Quora is a company founded on seeking and sharing knowledge. Their platform brings together people who exchange insights and connect through their shared curiosity. This culture of knowledge extends across the company’s operations, including its IT team.
This five-person team is a lean but mighty operation led by Robert Santos, the company’s Head of IT. His team is responsible for keeping all aspects of the company’s technology operations running, including overseeing security. Since the majority of security incidents occur as a result of phishing attacks on employee inboxes, Quora relies on employees as their first line of defense. User education and user reporting are at the center of their anti-phishing efforts for a reason: a knowledgeable employee population is a more secure employee population.
The challenge: Siloed tools and manual work drained the team
Just because something is the right thing to do doesn’t mean it’s the easiest thing to do, something the IT team learned when they began using siloed tools: one platform for phishing training and one to investigate and remediate suspected phishing attempts. “We’re not huge fans of phishing awareness campaigns,” Robert explains. Their prior approach to phishing education involved sending employees fake phishing emails that they would either successfully identify or not. After a phishing awareness campaign, the IT team would get a report of who passed and who failed the test. Employees didn’t feel great if they didn’t pass, and all the IT team had was a list of results from a singular, point-in-time test event.
Things became more painful when the team had to respond to user-reported phishing attempts. While the team was grateful that employees were reporting suspicious emails, each report required manual investigation and personalized outreach with the results of that investigation. If something malicious was uncovered, a team member would need to go in and manually remove it from employees’ inboxes. IT team members would jump on incoming reports as they were received, but coordination across reports was a challenge. If ten employees reported a similar email, it was far too easy to duplicate investigative efforts, leading to wasted time on top of what was already a highly manual process.

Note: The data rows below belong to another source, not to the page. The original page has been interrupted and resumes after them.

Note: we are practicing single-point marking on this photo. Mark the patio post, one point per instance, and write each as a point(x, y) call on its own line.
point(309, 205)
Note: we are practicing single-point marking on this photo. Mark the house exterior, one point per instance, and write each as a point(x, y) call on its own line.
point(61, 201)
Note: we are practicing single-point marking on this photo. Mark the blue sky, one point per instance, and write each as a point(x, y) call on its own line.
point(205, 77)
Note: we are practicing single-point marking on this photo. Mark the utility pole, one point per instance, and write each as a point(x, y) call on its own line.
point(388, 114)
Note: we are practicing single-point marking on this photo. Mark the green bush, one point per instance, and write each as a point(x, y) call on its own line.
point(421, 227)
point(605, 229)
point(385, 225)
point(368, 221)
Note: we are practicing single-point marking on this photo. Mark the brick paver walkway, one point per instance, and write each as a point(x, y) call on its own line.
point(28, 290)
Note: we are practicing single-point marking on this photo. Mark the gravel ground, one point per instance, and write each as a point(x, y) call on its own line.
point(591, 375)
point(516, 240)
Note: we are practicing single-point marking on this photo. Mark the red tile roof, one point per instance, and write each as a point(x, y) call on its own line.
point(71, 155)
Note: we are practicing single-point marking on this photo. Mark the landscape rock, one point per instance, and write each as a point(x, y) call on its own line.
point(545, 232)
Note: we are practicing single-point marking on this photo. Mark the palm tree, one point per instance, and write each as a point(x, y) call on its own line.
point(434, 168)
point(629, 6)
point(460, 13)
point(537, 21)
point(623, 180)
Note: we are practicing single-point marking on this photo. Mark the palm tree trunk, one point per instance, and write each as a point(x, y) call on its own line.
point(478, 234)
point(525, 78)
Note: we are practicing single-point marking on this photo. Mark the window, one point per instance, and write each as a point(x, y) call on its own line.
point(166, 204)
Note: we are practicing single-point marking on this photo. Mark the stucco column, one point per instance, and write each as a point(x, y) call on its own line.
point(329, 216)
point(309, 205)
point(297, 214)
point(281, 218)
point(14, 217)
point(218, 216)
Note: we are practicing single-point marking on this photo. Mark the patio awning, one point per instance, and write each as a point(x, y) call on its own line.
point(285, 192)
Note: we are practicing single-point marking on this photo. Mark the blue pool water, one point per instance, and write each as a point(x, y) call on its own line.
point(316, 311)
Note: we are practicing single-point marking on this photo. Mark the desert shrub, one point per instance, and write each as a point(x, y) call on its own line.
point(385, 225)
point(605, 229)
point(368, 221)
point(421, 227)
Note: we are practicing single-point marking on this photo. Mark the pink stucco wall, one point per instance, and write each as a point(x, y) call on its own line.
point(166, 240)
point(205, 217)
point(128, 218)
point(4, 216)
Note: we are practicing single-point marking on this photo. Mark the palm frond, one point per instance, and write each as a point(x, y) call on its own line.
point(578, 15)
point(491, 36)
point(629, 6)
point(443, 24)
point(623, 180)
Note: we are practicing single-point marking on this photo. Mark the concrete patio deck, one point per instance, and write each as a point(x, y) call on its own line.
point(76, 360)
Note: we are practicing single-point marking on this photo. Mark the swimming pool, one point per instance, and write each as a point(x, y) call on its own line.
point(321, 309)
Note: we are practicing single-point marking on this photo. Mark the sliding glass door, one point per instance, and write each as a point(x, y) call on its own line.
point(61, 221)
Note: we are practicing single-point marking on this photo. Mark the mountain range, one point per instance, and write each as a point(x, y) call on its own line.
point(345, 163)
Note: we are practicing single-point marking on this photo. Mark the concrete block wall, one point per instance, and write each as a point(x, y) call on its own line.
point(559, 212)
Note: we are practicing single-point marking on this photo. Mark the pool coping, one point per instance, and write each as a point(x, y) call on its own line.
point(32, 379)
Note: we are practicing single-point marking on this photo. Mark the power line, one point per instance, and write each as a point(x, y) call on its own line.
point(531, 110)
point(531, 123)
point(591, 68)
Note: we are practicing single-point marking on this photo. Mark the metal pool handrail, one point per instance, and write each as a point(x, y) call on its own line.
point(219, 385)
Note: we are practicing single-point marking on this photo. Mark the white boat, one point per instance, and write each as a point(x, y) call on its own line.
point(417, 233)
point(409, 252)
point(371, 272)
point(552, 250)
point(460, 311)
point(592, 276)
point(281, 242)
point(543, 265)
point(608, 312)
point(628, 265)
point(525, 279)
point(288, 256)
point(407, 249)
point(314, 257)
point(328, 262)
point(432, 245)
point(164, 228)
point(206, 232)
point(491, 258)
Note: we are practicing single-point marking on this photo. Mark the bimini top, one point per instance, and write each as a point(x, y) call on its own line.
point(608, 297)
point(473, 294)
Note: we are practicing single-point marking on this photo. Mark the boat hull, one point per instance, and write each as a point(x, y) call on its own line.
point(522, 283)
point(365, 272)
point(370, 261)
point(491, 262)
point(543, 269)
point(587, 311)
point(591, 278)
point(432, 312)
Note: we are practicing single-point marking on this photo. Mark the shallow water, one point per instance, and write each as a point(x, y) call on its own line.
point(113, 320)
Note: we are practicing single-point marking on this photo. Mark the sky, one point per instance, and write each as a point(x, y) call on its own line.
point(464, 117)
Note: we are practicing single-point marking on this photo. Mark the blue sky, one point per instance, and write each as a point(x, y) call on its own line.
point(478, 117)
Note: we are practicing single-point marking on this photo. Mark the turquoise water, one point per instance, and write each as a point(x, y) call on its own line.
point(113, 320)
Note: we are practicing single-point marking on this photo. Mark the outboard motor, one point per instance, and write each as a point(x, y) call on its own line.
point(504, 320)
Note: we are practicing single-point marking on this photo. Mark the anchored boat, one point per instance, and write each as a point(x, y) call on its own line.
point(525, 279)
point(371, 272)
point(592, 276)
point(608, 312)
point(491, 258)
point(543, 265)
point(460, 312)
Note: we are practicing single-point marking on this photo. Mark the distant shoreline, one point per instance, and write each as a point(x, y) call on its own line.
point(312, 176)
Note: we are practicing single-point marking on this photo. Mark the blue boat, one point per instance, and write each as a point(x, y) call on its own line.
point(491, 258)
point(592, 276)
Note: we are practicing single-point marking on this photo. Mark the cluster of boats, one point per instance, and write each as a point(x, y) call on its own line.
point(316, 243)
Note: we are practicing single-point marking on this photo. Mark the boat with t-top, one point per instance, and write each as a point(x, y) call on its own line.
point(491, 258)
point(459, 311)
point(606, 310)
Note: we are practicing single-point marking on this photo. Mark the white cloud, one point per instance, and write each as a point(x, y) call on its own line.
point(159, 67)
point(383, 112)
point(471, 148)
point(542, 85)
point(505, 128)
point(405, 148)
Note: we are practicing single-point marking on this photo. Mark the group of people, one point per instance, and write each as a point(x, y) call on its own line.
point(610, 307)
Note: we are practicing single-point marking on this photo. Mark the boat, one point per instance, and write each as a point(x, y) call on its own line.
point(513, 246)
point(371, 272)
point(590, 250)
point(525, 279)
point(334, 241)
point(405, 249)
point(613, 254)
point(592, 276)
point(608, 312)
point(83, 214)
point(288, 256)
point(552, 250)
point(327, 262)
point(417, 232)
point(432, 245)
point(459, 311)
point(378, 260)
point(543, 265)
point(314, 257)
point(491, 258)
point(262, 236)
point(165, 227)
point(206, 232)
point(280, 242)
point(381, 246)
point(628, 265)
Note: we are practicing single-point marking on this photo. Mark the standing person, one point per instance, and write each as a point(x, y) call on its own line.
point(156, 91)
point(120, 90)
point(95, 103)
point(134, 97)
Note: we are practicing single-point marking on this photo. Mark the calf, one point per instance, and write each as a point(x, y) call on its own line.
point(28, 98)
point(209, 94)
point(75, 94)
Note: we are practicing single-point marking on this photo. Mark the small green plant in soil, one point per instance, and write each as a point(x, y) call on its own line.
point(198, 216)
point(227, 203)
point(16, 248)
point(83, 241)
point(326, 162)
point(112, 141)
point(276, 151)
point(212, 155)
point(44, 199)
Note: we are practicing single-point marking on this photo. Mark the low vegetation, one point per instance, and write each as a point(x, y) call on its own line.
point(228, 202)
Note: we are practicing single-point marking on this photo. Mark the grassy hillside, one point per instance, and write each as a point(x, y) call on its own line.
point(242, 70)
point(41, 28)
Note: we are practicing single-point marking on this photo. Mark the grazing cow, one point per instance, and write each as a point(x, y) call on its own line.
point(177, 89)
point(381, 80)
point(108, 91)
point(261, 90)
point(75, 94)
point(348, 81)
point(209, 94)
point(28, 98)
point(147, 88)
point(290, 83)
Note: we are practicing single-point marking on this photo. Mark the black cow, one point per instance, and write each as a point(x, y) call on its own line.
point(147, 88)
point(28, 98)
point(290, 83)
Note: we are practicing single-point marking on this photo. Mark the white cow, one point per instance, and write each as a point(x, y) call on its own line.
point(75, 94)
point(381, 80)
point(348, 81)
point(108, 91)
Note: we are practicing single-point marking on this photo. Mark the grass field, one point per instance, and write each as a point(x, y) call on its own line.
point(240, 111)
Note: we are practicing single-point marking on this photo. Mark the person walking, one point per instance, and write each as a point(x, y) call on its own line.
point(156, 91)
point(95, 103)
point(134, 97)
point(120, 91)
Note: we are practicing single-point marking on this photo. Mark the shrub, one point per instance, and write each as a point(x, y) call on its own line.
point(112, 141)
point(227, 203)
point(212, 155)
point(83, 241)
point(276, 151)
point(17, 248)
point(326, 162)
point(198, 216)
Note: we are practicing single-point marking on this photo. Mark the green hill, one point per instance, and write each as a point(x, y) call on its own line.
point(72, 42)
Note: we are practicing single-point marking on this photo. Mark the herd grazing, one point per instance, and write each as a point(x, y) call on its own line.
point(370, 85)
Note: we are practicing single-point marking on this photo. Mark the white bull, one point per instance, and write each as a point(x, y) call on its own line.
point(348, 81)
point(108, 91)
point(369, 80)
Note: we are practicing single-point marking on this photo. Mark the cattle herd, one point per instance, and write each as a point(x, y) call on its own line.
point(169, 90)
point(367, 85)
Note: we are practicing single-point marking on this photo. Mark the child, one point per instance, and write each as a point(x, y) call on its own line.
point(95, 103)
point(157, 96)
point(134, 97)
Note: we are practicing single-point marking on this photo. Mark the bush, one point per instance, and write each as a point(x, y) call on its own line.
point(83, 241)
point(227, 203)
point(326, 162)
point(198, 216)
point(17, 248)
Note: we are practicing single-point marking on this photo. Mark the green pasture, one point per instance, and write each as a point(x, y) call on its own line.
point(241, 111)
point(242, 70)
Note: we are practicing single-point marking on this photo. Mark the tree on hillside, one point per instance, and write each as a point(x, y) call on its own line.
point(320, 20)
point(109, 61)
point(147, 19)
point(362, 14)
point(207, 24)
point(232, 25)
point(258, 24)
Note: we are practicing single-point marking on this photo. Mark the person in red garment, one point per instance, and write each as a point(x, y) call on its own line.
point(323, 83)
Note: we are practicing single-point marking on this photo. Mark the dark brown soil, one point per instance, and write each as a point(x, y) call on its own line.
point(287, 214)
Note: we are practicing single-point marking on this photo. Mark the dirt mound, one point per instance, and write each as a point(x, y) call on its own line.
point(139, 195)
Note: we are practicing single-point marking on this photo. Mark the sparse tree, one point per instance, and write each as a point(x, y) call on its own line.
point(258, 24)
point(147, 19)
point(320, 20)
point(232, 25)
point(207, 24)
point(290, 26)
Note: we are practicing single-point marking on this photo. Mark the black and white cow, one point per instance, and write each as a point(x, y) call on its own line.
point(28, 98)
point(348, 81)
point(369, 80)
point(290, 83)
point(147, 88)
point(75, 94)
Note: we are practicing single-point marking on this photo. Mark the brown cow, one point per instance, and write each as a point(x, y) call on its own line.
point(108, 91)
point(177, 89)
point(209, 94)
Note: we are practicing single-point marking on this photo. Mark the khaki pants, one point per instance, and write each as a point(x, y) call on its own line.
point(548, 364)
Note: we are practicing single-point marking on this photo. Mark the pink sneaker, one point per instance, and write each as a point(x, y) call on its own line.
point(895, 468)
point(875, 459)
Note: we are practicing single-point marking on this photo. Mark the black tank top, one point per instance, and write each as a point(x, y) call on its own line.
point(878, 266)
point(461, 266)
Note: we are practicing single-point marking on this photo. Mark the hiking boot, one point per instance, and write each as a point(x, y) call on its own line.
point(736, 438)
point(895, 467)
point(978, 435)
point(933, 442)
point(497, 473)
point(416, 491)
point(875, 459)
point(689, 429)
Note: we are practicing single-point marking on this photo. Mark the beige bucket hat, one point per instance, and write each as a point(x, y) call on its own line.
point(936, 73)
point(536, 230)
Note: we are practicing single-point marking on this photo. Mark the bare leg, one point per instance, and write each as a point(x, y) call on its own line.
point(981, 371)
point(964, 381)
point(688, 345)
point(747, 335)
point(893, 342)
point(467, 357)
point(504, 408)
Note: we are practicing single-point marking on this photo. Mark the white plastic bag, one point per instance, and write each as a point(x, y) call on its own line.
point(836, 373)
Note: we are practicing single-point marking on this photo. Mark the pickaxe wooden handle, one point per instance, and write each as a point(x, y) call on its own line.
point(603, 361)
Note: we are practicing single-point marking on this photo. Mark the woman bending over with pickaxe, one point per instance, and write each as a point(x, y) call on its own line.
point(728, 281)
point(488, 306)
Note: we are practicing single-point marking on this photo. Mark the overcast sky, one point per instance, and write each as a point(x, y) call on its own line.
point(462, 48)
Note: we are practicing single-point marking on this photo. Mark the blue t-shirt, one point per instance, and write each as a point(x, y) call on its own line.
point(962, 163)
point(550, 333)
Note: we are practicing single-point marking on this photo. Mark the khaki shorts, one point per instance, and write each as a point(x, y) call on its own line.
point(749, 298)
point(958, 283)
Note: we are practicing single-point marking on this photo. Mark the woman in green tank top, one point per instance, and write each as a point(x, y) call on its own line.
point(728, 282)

The solution: Integrated, intelligent phishing protection
Robert knew there had to be a better approach to the age-old problem of phishing and after consulting with fellow IT and security practitioners, he learned about Material Security. Instead of addressing employee education and incident response in separate tools, Material combined the ability to instantly respond to potential phishing attacks with the ability to train users to recognize and use caution with suspicious emails. Material proactively blocks malicious email, plus it provides a better way to respond to user-reported phishing.
The feature that really stood out to Robert was the ability to apply a remediation as soon as an employee reported a potential phishing attempt. Unlike other tools which only offered the team a binary decision between malicious and safe, Material can apply an interstitial “speed bump” to help an email recipient pause and think before clicking on a link. Now, every time a Quora employee reports a potential phishing email, Material automatically groups similar emails so one employee’s attentiveness can translate into a more secure experience for everyone. Material also applies a “speed bump” remediation to user-reported phishing attempts, which replaces potential phishing links with a redirect to an interstitial page warning the employee that someone else has flagged the email as suspicious.
“That speed bump was a huge deal, because before Material we only had the ability to flag an email as phishing or not phishing,” says Robert. “And now there's a way to alert people to be careful because somebody thinks this might be dangerous, without just blocking delivery. I don't know of any other phishing product with that flexibility.”
The results: Improved efficiency and education
Today, employees at Quora have a simple process for reporting phishing that’s equally simple when it comes to IT team responsiveness. With a single click, one eagle-eyed employee protects the entire company.
“We have employees who report phishing attempts pretty regularly, and the team can go beyond saying ‘good call out,’” says Robert. “We like reminding people that when they report phishing, everybody gets the warning right away. They don't need to wait for somebody in IT to take action.”
And when IT does conduct an investigation, the process is much smoother. Because of Material’s similarity matching capabilities, multiple phishing reports are grouped together. Plus, Material accurately identifies the bulk of malicious email, so the number of investigations is lower. The days of scrambling to jump on phishing reports only to wind up doing duplicative work are over. The team has cut down on manual work and runs more efficiently as a result.
As an added bonus Material gamifies the experience of phishing. Instead of just flagging an email and having it go into the IT team’s queue, there’s the instant satisfaction of knowing that Material has kicked in to provide company-wide protection. Robert and his team have less manual work and a more effective approach to fighting phishing:
“The best thing about the phishing features in Material Security is I haven't had to do anything like a phishing campaign. I've loved the interactivity of it all.”